The Art of the 3D Trophy

Monday, December 10, 2012
Age and memory
Anyone much above the age of about 45 will remember when the 3D image in solid objects was only achievable if you had the financial and technological resources of someone like NASA behind you. It's perhaps fair to say that the original versions were, by today's standards, relatively crude, but even then they had an extremely important impact.
Almost immediately they became prized possessions, arguably valued more for their technological innovation than their artistic merit. Yet it didn't take too long for people to realise just how powerful a sales and marketing tool this technology could be. Individuals that may have resisted things such as branded desk calendars, paperweights or ornaments, were simply overawed by the novelty of the original 3D image. If that image happened to be related to an organisation's products, propositions or services, then that was secondary to the fact that it was a 3D image etched into glass or some other medium.

Sophistication arrives
Today, it is necessary to be a little more subtle than simply producing any sort of image and being sure that the technology alone would enable you to get it somewhere prominently visible.
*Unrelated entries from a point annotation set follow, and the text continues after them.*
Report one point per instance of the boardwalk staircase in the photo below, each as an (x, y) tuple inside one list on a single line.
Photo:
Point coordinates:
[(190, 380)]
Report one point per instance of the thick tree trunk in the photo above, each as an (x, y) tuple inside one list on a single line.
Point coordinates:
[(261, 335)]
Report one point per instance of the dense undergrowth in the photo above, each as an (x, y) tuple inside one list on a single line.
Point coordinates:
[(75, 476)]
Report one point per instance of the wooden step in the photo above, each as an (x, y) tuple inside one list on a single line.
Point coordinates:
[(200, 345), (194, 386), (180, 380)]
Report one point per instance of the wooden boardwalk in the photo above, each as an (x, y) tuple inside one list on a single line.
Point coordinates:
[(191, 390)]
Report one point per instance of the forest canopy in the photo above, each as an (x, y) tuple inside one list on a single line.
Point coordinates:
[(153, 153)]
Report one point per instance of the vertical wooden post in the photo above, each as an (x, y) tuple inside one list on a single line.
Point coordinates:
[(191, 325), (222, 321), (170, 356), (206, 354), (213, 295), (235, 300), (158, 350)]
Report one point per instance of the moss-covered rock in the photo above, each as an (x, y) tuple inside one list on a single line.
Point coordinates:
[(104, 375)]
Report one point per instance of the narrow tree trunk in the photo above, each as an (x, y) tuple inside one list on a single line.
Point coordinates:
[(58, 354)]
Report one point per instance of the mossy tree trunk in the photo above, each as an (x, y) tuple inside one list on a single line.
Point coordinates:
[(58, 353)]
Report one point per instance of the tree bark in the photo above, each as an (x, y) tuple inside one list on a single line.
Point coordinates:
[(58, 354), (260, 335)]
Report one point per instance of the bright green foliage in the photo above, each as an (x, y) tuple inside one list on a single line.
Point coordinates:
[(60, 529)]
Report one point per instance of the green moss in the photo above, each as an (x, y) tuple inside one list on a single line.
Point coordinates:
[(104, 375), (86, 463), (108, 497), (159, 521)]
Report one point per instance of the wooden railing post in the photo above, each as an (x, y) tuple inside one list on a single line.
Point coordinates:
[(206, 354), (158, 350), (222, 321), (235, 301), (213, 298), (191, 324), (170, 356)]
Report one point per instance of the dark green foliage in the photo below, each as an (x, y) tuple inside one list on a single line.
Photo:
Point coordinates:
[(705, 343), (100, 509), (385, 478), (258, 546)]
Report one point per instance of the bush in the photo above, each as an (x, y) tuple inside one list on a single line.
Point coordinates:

Whether your objectives are commemorative or publicity oriented, if you are to get them taken seriously then you will need to be thinking about a 3D trophy that stands alone in terms of its artistic merits. No longer will technological innovation and novelty secure it a place of honour either physically or in people's affections. It simply has to stand out as a quality object in its own right.
Technology versus design
Laser engraving technology is a complicated area and covers a variety of sub-disciplines. A full discussion is beyond the scope of this brief article, however, whatever the nature of your technological approach your results will be judged, in part, by the quality of the artwork contained within the item.
Technological brilliance in engraving needs to be matched by image design excellence, if a maximum impact is to be achieved by the product or products concerned. It is sometimes possible to see a 3D trophy that is admirable in terms of its engraving and imagery production but where the image itself is, frankly, disappointing and crude. That is why it might be advisable to complement your technological excellence in image creation, with an equal attention to the art and design work behind the image itself.